3 - A Mise- em- Scène Literária do Mundo Operário de Germinal

A autora faz nesse último capítulo uma apanhado sobre as representações da classe
operária francesa no final do século XIX e início do XX, onde podemos destacar alguns
pontos:

Na literatura do fim do século XIX, os pobres são aqueles que não se integram na
sociedade, os mendigos, vagabundos, desocupados, andarilhos,etc, descritos como
revoltados contra a sociedade onde reina o dinheiro e a desigualdade.

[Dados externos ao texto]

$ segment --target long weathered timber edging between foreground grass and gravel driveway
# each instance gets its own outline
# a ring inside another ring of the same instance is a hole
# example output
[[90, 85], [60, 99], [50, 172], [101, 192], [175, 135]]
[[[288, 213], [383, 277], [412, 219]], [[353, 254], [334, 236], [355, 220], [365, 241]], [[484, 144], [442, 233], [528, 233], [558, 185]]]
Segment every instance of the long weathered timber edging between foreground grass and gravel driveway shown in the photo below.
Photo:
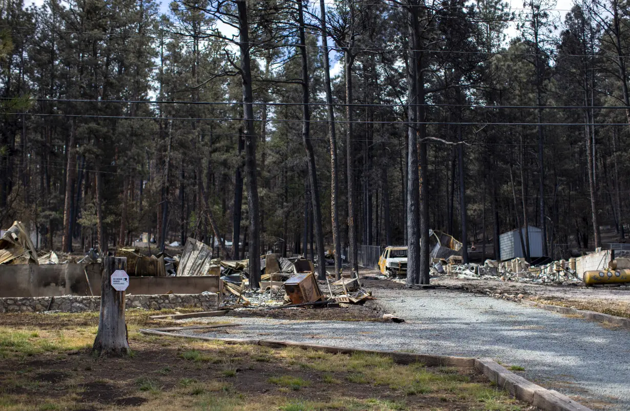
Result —
[[461, 368], [476, 368], [483, 373], [488, 380], [495, 383], [500, 388], [508, 391], [510, 395], [530, 403], [544, 411], [592, 411], [590, 408], [571, 400], [564, 394], [555, 390], [547, 390], [531, 381], [525, 380], [507, 368], [501, 366], [490, 358], [469, 358], [455, 356], [440, 356], [431, 354], [415, 354], [413, 352], [364, 350], [345, 347], [319, 346], [316, 344], [306, 344], [293, 341], [274, 341], [256, 339], [229, 339], [212, 338], [201, 335], [173, 334], [154, 329], [140, 329], [140, 333], [148, 335], [164, 335], [168, 337], [182, 337], [190, 339], [201, 339], [205, 341], [221, 341], [226, 344], [253, 344], [264, 347], [298, 347], [301, 349], [313, 349], [317, 351], [352, 354], [353, 352], [364, 352], [367, 354], [380, 354], [390, 356], [397, 364], [423, 363], [428, 366], [452, 366]]

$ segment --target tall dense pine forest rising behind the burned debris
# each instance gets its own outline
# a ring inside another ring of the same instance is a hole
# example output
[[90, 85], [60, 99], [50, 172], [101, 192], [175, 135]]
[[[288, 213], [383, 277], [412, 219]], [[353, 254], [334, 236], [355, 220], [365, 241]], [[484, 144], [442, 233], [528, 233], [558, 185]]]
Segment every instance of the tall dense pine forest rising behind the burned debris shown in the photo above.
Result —
[[625, 1], [336, 0], [324, 27], [320, 6], [4, 1], [0, 226], [43, 249], [147, 232], [241, 259], [333, 250], [336, 221], [351, 267], [357, 245], [429, 228], [488, 257], [524, 225], [554, 258], [626, 237]]

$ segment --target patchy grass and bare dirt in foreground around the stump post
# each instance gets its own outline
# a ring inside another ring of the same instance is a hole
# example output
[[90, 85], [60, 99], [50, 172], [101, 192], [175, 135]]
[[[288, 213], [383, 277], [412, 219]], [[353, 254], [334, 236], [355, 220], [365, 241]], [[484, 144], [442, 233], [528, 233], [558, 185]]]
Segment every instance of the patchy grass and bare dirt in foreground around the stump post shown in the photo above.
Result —
[[130, 358], [98, 358], [93, 314], [0, 314], [0, 409], [532, 409], [473, 369], [140, 334], [156, 312], [127, 315]]

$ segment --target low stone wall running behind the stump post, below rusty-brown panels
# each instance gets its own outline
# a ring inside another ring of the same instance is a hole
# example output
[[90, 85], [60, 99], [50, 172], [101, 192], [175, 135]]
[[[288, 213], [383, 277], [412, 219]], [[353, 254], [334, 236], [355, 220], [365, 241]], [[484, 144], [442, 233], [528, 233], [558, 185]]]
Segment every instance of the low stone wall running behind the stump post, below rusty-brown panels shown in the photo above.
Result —
[[[52, 303], [51, 303], [52, 301]], [[62, 311], [98, 311], [101, 298], [93, 296], [64, 295], [57, 297], [0, 298], [0, 313]], [[127, 295], [127, 308], [163, 310], [166, 308], [200, 308], [214, 311], [219, 308], [219, 295], [209, 294], [166, 294], [166, 295]]]

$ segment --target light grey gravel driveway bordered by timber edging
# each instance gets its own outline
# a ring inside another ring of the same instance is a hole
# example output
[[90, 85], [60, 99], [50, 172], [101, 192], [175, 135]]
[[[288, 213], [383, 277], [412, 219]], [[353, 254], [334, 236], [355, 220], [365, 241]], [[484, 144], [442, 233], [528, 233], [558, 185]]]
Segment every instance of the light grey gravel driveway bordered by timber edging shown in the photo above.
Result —
[[378, 290], [374, 295], [388, 312], [406, 322], [238, 318], [234, 322], [243, 327], [229, 329], [229, 334], [205, 335], [490, 357], [504, 366], [524, 367], [518, 373], [528, 380], [587, 406], [630, 410], [630, 332], [626, 330], [445, 290]]

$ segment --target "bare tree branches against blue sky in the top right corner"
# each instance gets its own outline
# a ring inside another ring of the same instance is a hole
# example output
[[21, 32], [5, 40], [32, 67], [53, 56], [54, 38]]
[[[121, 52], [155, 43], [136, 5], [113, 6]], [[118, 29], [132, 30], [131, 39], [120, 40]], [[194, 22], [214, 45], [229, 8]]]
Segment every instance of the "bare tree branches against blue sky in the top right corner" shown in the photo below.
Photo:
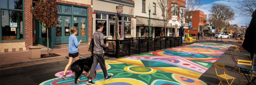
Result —
[[256, 9], [256, 0], [239, 0], [234, 7], [240, 16], [251, 17]]

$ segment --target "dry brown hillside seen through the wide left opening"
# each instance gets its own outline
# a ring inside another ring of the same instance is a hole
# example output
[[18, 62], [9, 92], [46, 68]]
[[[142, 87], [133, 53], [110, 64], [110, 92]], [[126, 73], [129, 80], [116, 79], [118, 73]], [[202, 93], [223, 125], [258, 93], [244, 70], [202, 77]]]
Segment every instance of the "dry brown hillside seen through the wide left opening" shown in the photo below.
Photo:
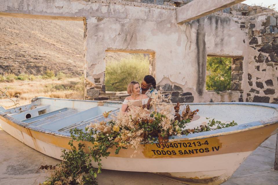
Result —
[[0, 17], [0, 74], [83, 73], [83, 22]]

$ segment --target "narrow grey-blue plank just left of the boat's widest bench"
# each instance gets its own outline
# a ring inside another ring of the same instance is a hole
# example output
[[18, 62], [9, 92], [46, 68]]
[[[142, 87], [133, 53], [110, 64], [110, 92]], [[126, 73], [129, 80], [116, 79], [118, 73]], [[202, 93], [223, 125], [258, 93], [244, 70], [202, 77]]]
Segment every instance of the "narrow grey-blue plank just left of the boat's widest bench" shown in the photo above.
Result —
[[44, 125], [46, 123], [51, 123], [53, 121], [65, 118], [67, 116], [70, 116], [70, 115], [73, 115], [73, 114], [76, 114], [76, 113], [77, 113], [76, 109], [69, 109], [67, 111], [60, 112], [58, 114], [54, 114], [54, 115], [51, 115], [51, 116], [48, 116], [48, 117], [45, 117], [45, 118], [42, 118], [42, 119], [30, 122], [29, 124], [38, 127], [40, 125]]

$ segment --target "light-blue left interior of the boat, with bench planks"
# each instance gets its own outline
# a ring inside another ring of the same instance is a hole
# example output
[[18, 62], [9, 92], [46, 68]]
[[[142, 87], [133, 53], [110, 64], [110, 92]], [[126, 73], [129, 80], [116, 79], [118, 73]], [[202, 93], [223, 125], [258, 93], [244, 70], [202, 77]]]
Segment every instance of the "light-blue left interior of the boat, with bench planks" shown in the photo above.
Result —
[[[90, 123], [107, 121], [111, 119], [111, 115], [116, 115], [116, 112], [120, 109], [96, 106], [83, 111], [78, 111], [74, 108], [49, 110], [50, 105], [35, 106], [31, 110], [13, 113], [10, 116], [37, 128], [69, 133], [72, 128], [83, 129], [85, 131], [85, 127]], [[105, 118], [103, 112], [109, 112], [111, 115]]]

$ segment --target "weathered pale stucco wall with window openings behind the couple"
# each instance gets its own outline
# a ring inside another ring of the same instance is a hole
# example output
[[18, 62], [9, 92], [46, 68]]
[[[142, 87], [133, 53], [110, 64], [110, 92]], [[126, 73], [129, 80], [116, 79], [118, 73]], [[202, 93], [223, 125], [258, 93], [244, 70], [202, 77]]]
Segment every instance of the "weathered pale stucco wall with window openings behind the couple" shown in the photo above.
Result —
[[[94, 82], [100, 78], [98, 83], [103, 84], [107, 49], [151, 51], [156, 55], [158, 85], [179, 86], [183, 92], [191, 92], [195, 102], [238, 101], [240, 92], [218, 95], [205, 90], [207, 55], [248, 59], [248, 43], [243, 41], [248, 37], [233, 18], [210, 15], [187, 25], [178, 25], [173, 10], [153, 10], [153, 16], [153, 19], [88, 18], [87, 79]], [[247, 69], [246, 61], [244, 70]], [[247, 73], [244, 76], [247, 77]]]

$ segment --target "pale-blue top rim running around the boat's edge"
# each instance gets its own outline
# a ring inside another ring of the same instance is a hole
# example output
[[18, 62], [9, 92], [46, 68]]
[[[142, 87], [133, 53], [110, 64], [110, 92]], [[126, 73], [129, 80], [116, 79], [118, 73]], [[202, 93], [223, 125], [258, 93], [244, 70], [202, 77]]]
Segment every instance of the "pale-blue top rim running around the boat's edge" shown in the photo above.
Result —
[[[72, 99], [59, 99], [59, 98], [48, 98], [48, 97], [37, 97], [37, 98], [32, 99], [32, 102], [37, 100], [37, 99], [57, 99], [57, 100], [86, 101], [86, 102], [115, 103], [115, 104], [122, 103], [121, 101], [72, 100]], [[263, 106], [263, 107], [274, 108], [278, 111], [278, 105], [276, 105], [276, 104], [254, 103], [254, 102], [180, 103], [180, 105], [250, 105], [250, 106], [255, 105], [255, 106]], [[33, 131], [42, 132], [42, 133], [50, 134], [50, 135], [54, 135], [54, 136], [71, 138], [69, 133], [58, 132], [58, 131], [53, 131], [53, 130], [49, 130], [49, 129], [43, 129], [43, 128], [40, 128], [40, 127], [35, 127], [35, 126], [29, 125], [27, 123], [24, 123], [22, 121], [19, 121], [17, 119], [14, 119], [12, 116], [9, 116], [8, 114], [6, 114], [4, 112], [1, 112], [1, 111], [0, 111], [0, 116], [2, 116], [5, 119], [8, 119], [8, 120], [12, 121], [13, 123], [15, 123], [15, 124], [17, 124], [21, 127], [31, 129]], [[233, 134], [233, 133], [238, 133], [238, 132], [244, 132], [244, 131], [247, 131], [247, 130], [250, 130], [250, 129], [256, 129], [256, 128], [259, 128], [259, 127], [264, 127], [264, 126], [267, 126], [267, 125], [272, 125], [272, 124], [275, 124], [275, 123], [278, 123], [278, 116], [272, 117], [270, 119], [264, 119], [264, 120], [249, 122], [249, 123], [236, 125], [236, 126], [233, 126], [233, 127], [217, 129], [217, 130], [199, 132], [199, 133], [188, 134], [188, 135], [184, 134], [184, 135], [181, 135], [181, 136], [169, 136], [169, 141], [168, 142], [178, 141], [178, 140], [181, 140], [181, 139], [183, 139], [183, 140], [184, 139], [194, 140], [194, 139], [201, 139], [201, 138], [209, 138], [209, 137], [228, 135], [228, 134]]]

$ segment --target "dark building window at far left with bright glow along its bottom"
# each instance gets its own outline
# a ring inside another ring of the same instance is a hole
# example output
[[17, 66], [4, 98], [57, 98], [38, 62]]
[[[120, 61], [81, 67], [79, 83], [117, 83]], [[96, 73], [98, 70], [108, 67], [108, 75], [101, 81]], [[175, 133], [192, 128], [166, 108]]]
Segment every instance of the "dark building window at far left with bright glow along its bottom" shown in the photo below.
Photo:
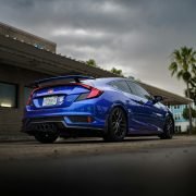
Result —
[[17, 107], [17, 85], [0, 83], [0, 107]]

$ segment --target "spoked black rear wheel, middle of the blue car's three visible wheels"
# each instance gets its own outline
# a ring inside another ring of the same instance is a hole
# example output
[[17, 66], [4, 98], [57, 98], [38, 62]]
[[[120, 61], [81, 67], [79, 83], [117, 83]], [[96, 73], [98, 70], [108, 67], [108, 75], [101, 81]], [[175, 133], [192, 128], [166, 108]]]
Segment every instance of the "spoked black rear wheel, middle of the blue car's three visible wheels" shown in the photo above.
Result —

São representados na literatura como pessoas fatigadas, que comem uma refeição por dia,
casas que deixam a desejar, consciência de pertencimento a uma classe

Necessidade de lutar contra todas as opressões de que são vítimas p.78

Primeiros Romances se desenvolvem em torno da empresa têxtil

A publicação de Germinal inspira diversos autores a escrever usando essa mesma linha de
pensamento de detalhe descritivo do ambiente que há no romance de Zola

Literatura engajada sobre os temas da mina traz ao conhecimento dos leitores a realidade
de vida e os males dos que sofrem essas populações.
O personagem do operário toma a literatura e mais tarde vai inspirar o cinema.